Increasing numbers of people are refusing to play the "work-till-you- drop-then-wonder-where-your-life-went-game..." You know the one, where you drag yourself home one night and ask your beloved who the two unwashed, spotty louts camped on the sofa are - to be told they're your sons.

It seems no one's happy. Either you can't find work or you're drowning in too much of it. More and more victims of downsizing and rightsizing - euphemisms which hide the spectre of redundancy - are signing on. Meanwhile, the poor devils left behind stagger under the work that still has to be done - whether or not half of the staff have gone. But there's rebellion afoot.

Some, even without the fat redundancy cheque to keep the sheriff and his posse from the door, are refusing to play. They want their lives back. The barefaced cheek.

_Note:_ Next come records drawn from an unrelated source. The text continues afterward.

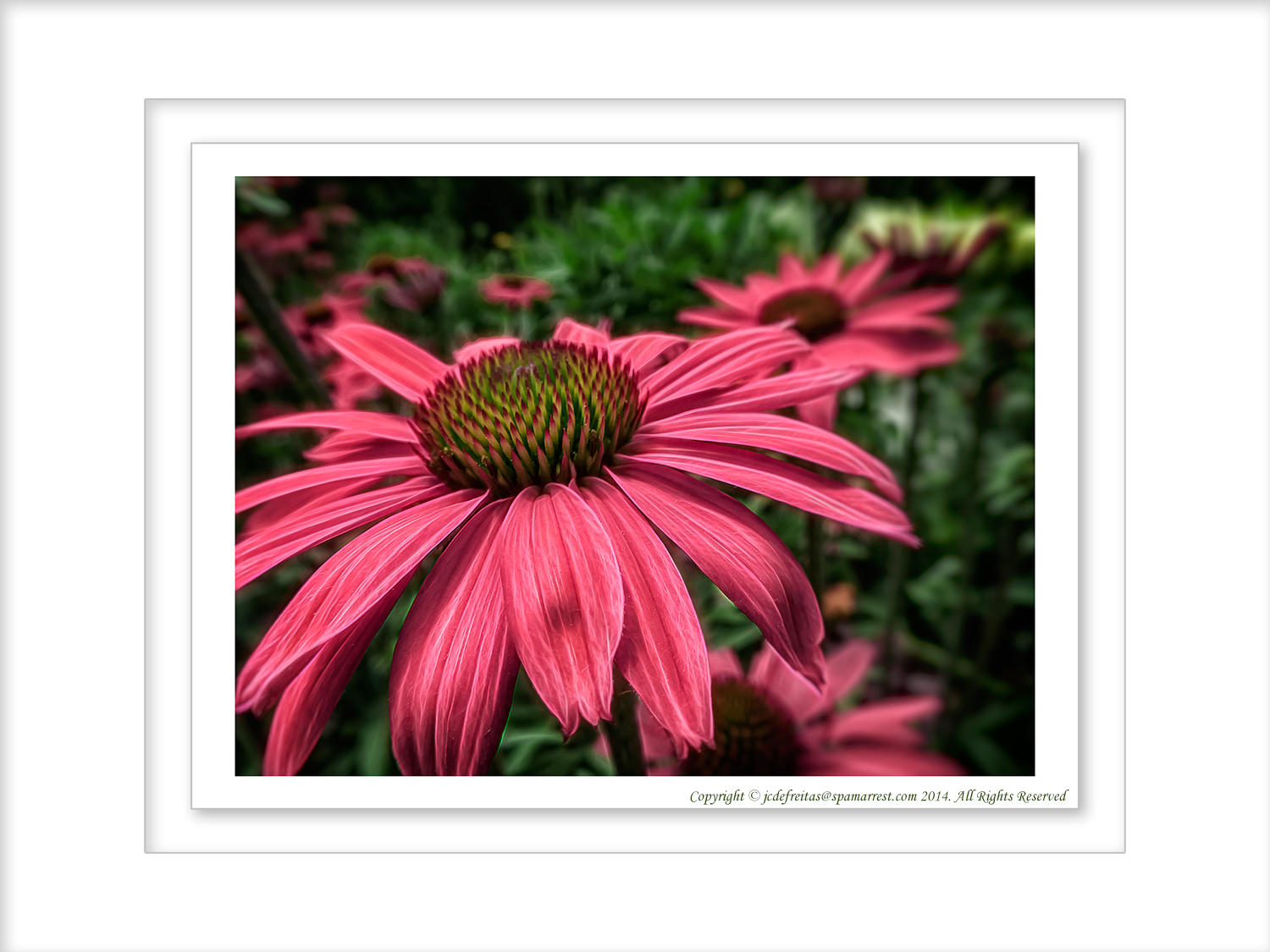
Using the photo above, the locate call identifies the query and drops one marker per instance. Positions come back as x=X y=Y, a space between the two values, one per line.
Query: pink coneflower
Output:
x=409 y=283
x=939 y=256
x=513 y=291
x=772 y=723
x=841 y=315
x=555 y=464
x=347 y=382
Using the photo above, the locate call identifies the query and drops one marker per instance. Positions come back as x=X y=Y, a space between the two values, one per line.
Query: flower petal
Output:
x=662 y=652
x=309 y=701
x=886 y=720
x=724 y=665
x=724 y=360
x=728 y=294
x=564 y=601
x=647 y=352
x=371 y=424
x=858 y=282
x=805 y=382
x=398 y=363
x=408 y=464
x=454 y=667
x=790 y=690
x=879 y=761
x=479 y=348
x=578 y=333
x=739 y=553
x=777 y=480
x=891 y=352
x=914 y=302
x=335 y=598
x=713 y=317
x=848 y=667
x=310 y=527
x=780 y=434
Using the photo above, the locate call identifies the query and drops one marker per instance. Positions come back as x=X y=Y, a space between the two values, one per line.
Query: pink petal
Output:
x=881 y=761
x=261 y=551
x=805 y=382
x=789 y=688
x=251 y=497
x=647 y=352
x=790 y=269
x=371 y=424
x=724 y=360
x=577 y=333
x=564 y=601
x=309 y=701
x=728 y=294
x=779 y=434
x=662 y=652
x=827 y=269
x=398 y=363
x=892 y=352
x=713 y=317
x=739 y=553
x=291 y=504
x=724 y=665
x=454 y=668
x=858 y=282
x=886 y=720
x=350 y=586
x=479 y=348
x=848 y=667
x=777 y=480
x=822 y=411
x=903 y=322
x=347 y=446
x=914 y=302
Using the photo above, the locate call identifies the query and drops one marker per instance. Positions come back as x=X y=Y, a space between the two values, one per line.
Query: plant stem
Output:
x=622 y=731
x=901 y=555
x=254 y=289
x=815 y=553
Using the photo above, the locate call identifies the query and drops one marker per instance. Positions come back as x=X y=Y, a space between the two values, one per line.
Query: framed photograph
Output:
x=657 y=520
x=518 y=357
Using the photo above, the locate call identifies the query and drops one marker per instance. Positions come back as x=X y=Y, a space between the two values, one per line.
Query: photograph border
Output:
x=851 y=839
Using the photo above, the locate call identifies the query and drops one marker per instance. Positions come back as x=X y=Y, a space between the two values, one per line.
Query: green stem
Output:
x=815 y=553
x=622 y=731
x=267 y=314
x=901 y=555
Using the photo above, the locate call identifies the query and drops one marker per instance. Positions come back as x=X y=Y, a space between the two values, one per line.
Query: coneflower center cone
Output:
x=754 y=738
x=817 y=314
x=527 y=415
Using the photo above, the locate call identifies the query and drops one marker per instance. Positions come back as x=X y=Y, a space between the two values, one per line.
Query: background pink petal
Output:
x=393 y=360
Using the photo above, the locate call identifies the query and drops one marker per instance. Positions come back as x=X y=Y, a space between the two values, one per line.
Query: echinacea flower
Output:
x=347 y=382
x=771 y=723
x=930 y=254
x=842 y=317
x=554 y=465
x=513 y=291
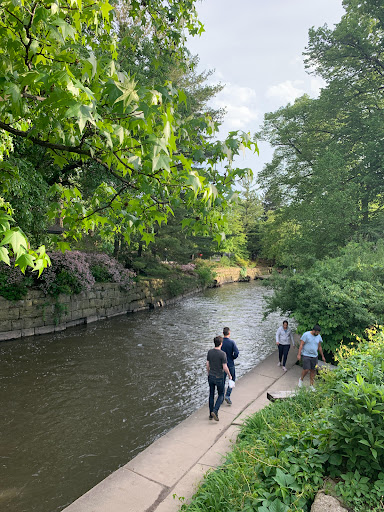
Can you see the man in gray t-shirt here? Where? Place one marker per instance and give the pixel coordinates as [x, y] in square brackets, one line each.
[216, 366]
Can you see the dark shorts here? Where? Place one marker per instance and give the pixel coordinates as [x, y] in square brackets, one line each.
[309, 363]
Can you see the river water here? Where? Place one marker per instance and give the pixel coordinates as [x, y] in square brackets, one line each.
[77, 405]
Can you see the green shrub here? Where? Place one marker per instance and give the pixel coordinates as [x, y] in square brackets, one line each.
[205, 272]
[285, 451]
[14, 284]
[100, 274]
[344, 295]
[225, 262]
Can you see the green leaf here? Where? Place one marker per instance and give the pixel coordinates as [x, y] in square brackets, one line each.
[4, 255]
[23, 261]
[16, 239]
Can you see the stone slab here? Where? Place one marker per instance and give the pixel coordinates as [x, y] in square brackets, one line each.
[165, 461]
[123, 491]
[326, 503]
[215, 456]
[254, 407]
[280, 395]
[183, 491]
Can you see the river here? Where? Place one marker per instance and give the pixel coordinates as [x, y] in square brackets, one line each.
[77, 405]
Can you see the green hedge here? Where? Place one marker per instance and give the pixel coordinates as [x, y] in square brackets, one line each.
[285, 451]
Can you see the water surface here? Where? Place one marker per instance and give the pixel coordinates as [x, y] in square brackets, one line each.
[77, 405]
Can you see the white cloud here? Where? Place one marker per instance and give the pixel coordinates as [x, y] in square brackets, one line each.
[240, 105]
[316, 84]
[286, 92]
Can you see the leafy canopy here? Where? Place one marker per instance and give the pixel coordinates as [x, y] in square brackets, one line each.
[62, 89]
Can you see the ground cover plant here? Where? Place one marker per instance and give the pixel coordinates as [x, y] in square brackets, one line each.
[286, 451]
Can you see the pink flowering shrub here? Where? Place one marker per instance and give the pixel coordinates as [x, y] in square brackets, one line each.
[188, 268]
[13, 283]
[105, 268]
[69, 273]
[75, 271]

If you asked Christine what she thought of downshifting, she'd say: "Is that one of the jobs in a duvet factory?"

But downshifter she is. Until July last year, Christine was a senior manager in a national organisation. Seventy staff asked "How high?" when she sweetly requested them to jump. She handled a budget of nearly pounds 2m and competence was her middle name. Everybody adored her - a feat in itself for a manager.

Yet, thanks to her company's restructuring exercise, the monster of her responsibility grew and grew like topsy. Instead of getting more staff to help her share the load, when the well of delegating to others had run dry, the opposite happened - valuable people were laid off.

But some people are lucky enough to have a dream. Christine's dream was to be a youth hostel warden. Nothing could have been further from her cosmopolitan reality. It would be like Tony Blair shedding the Versace and joining the Sally Army.

So, she packed it all in and last month, at the age of 44, started her new life as assistant warden (you have to start somewhere) in a youth hostel, miles from civilisation - well, three from the nearest pub, anyway.

The leisure pursuits should be good, if you like that kind of thing - hill walking, skiing, bird watching. For company, there'll be a fresh batch of hostellers every weekend to help her enjoy the north of Scotland's beautiful, sheep-populated, desert. Along with other, near-forgotten nooks and crannies - one might hope.

She said that despite being skint, she had never been so happy in her life. That's quite a recommendation in anyone's book.

In their book, Getting a Life, Polly Ghazi and Judy Jones say that, according to research, one in eight people in work have taken steps toward downshifting or were thinking of doing so.

Of course it's not all plain sailing. "I don't deny there can be a downside - giving up home comforts to live in a small room was a daunting prospect," said Christine.

"But the compensations are immense. Imagine being able to walk along a lock shore before you start work. Beats hell out the dirt and stress of the daily drive to work."

Fine, but what about all the high-class gear she used to run around in? No sweat. "It's bliss to forget the office suits and leap into jumpers and baggy tracky bottoms - and you only need one kind of jacket here - a warm one."

On this note, she drove off for a swim and a sauna at a nearby leisure club.

It won't suit - or be possible - for everyone. But for those stuck in the grind, there may be a glimmer of hope on the horizon.

Recently, a social worker in Newcastle successfully sued his employer for negligence, after his second breakdown.

So, from now on, firms will have to look after their staff better, care about their workload and stress levels, in case they have to cough up when it all goes horribly wrong.

Meanwhile, Christine will be battling through forest and fern for a peek at the lesser-spotted tree auk or skittering up and down mountains with or without skis. Laughing at her great escape.